A sustained high level of endogenously expressed anti-HBs antibody is required to durably block new rounds of infection. HBVtech utilizes an optimized AAV vector that carries human anti-HBs antibody genes to endogenously express human anti-HBs antibody, which is called AAV-anti-HBs vector. When injected into muscle cells, this vector turns skeletal muscle cells into anti-HBs antibody producing cells.
This new HBV therapeutic features three innovations/distinctions.
Unlike exogenous anti-HBs antibody that requires repeated infusions of high doses to maintain therapeutic level, this AAV-anti-HBs vector just needs a single injection to express sustained high level of anti-HBs antibody. Thus, it greatly simplifies HBV cure treatment to a single injection.
Unlike entry inhibitor like Myrcludex B that functions as a ligand to NTCP, an HBV receptor but does not interact with viral particles, thus HBV entry inhibitor can’t prevent HBV particles from attaching hepatocytes.

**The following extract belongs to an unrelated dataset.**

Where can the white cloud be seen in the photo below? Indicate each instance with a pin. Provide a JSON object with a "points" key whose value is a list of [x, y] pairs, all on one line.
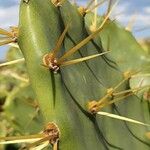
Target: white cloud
{"points": [[141, 18], [9, 16]]}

Once attached, the attached viral particles may have a great opportunity to bind neighboring NTCP for viral entry to initiate new round infection, which compromises the competitiveness of entry inhibitor.This understanding is supported by preclinical and clinical studies, which have shown ineffectiveness of entry inhibitor to block new rounds of infection and to induce HBsAg loss in the established HBV infections. This AAV-anti-HBs vector expresses anti-HBs antibody that is against attachment site of viral particles. Once attachment is blocked, there is no virus entry or new rounds of infection. Thus, this AAV-anti-HBs vector delivers far more effective efficacy in blocking new rounds of infection than entry inhibitor.

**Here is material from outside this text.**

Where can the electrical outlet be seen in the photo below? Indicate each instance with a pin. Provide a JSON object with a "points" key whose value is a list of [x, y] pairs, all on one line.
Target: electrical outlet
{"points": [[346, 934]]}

Unlike therapeutic vaccines that rely on the hosts’ adaptive immunity to deliver therapeutic function and yielded disappointing results in clinical trials, this AAV-anti-HBs vector expresses anti-HBs antibody independent of the adaptive immunity and is expected to express sustained high level of anti-HBs antibody in patients with chronic HBV infection, who are known for defective T and B cell immunity.